2 de octubre de 2015

DAKOVIKA, segunda parte (una novela por entregas)





Capítulo 1


No sé cuánto tiempo pasaríamos allí, en el inmenso buhardillón de Siena-Pombal, porque la fiebre me hacía estar día y noche confundido. Tenía sueños extraños y mi cerebro estaba martilleado de continuo por las percusiones de la máquina de escribir del viejo Dakovika. Cuando despertaba no quería otra cosa que hallar a Lamieva y poseerla, hacer el amor con ella aunque mis fuerzas no me lo permitían y volvía a desvanecerme. Finalmente un día desperté como si nada hubiera pasado. Me encontraba bien y nada me dolía. Tenía todo el cuerpo adormecido como si todas mis células hubieran cicatrizado solas. Me miré la herida y sólo pude ver unos pliegues sólidos de tela de color granate pegados a mi costado.
Las tiras de luz que se colaban por entre las tejas sueltas penetraban  el aire polvoriento para dibujar gotas de claridad por el suelo de toda la estancia.
Me incorporé en el camastro y vi al fondo la joroba de Dakovika y algunas cintas blancas de su cabello que temblaban con el movimiento de las manos sobre las teclas. Algo cayó del techo, miré hacia arriba y vi la cabeza de un cuervo intentando entrar por un agujero. Llevaba todo ese tiempo indeterminado desnudo, tan sólo cubierto por la gabardina abierta en cuyo bolsillo debía estar aún la pistola con la que asesiné a Garnach. Toda la cama estaba regada de trapos con sangre seca de las sucesivas vendas que me taponaron la pequeña herida del disparo de Lamieva que no acababa de cicatrizar.
Entonces se levantó el viejo y avanzó lentamente hasta una mesa como alguien que nunca había aprendido a andar bien del todo. Cogió unos alimentos de un plato de oro que parecían las sobras de unas sobras, algo con saliva que parecía haber sido masticado antes y se lo llevó a la boca y lo tragó.
En ese momento giró la portezuela camuflada en el papel pintado y apareció Lamieva con sus ojos árticos llenos de luz y enseguida quise abrazarla. Eché los brazos sobre ella como si su cuerpo fuera el último lugar al que llegasen mis desdichados días, como si allí, en ese punto borrado del tiempo y de la realidad, tuviesen lugar mi principio y mi fin, mi desaparición y mi vida eterna.
Me rechazó y caí como un saco sobre sus espaldas. Trabajosamente, me arrastró hasta un ventanuco que abrió un milímetro. Señaló hacia la calle con insistencia. Era la policía. Sin sirenas ni luces. Tres individuos esperaban a la puerta del palacete como si fueran a entrar en cualquier momento. Me levanté y fui todo lo rápido que pude a la escalera y bajé al baño. Me quedé en la puerta mirando. Garnach, tal cual se había grabado en mi mente después de recibir mi disparo. Un cuarto de la cabeza volada e infinidad de fragmentos de piel, carne, hueso y sesos sobre las paredes que ya se habían secado. También toda su sangre había ennegrecido y cuajado como una mancha de pasta añil sobre el agua de la bañera que quedaba después de que su cuerpo la absorbiera hinchándose como un cerdo.
Me quedé absorto unos instantes sin darme cuenta de que, en cualquier momento, podían entrar los policías y encontrarme allí.
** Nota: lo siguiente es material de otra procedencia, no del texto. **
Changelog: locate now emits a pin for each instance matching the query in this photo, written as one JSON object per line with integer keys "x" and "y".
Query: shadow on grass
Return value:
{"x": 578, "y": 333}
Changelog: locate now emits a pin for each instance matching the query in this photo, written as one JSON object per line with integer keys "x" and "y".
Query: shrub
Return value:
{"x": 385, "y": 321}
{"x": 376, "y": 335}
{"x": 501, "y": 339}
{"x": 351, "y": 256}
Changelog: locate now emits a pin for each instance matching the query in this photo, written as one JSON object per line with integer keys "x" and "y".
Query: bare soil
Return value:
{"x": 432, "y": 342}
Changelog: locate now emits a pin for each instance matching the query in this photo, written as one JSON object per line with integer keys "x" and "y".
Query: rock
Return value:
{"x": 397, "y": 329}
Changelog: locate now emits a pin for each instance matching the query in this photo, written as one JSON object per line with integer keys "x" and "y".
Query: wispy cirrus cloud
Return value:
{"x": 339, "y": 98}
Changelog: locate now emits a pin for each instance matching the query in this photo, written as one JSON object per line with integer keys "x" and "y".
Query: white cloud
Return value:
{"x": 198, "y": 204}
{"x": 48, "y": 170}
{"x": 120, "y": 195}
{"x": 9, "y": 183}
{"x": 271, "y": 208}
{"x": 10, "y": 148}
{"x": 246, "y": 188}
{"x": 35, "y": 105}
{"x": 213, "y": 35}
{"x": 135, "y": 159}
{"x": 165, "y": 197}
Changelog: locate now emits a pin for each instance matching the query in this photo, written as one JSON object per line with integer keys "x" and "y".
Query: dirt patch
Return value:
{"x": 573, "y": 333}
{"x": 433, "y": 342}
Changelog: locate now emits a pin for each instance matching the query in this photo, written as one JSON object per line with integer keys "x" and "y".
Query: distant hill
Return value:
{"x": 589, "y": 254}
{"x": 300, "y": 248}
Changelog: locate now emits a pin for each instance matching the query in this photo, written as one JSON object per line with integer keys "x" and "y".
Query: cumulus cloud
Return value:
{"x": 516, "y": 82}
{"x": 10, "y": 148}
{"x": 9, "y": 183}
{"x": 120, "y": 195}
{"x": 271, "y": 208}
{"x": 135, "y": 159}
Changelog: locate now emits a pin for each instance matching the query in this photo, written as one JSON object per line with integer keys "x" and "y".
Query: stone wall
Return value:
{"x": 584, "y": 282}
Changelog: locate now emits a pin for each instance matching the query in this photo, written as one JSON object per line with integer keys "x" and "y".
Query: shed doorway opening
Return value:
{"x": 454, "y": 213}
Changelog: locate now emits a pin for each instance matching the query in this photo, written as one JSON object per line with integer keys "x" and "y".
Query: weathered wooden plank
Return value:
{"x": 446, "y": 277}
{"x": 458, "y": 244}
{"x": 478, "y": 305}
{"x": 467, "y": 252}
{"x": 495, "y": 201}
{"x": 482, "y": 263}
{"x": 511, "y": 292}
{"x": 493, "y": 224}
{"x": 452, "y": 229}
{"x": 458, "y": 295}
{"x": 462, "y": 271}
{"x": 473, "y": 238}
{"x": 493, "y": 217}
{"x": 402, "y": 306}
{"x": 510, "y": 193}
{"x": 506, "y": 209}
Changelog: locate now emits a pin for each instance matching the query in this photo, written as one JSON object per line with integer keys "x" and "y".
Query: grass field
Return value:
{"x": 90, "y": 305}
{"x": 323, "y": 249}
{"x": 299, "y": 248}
De pronto el capuchón de tela que me taponaba la herida cayó sobre la tarima de enhebro y, detrás de él, tres o cuatro gotas de sangre. Eso me hizo reaccionar y subí de nuevo a la buhardilla donde encontré a Lamieva metiendo a su padre por el hueco del tragaluz superior. Empujé a ambos y los oí caer al otro lado. Luego me tiré yo. El sonido de las tejas asustó algunos grajos que quisieron picarnos y los que tuve que ahuyentar con un graznido que me salió deshumanizado y triste.
Notamos que abrían las puertas grandes que dan a la catedral y varios hombres entraron a la casa de Siena-Pombal. Permanecimos agazapados un largo rato al final del cual oímos grandes golpes. Varios hombres trasladaban con mucho esfuerzo un gran bulto cubierto por una sábana. Por uno de los lados asomaba la pata de garra de la bañera de níquel y por otro uno de los pies brutales de lo que antes había sido el laureado poeta Garnach, con un volumen dos veces superior al que tenía imposible de separar del hueco de la bañera.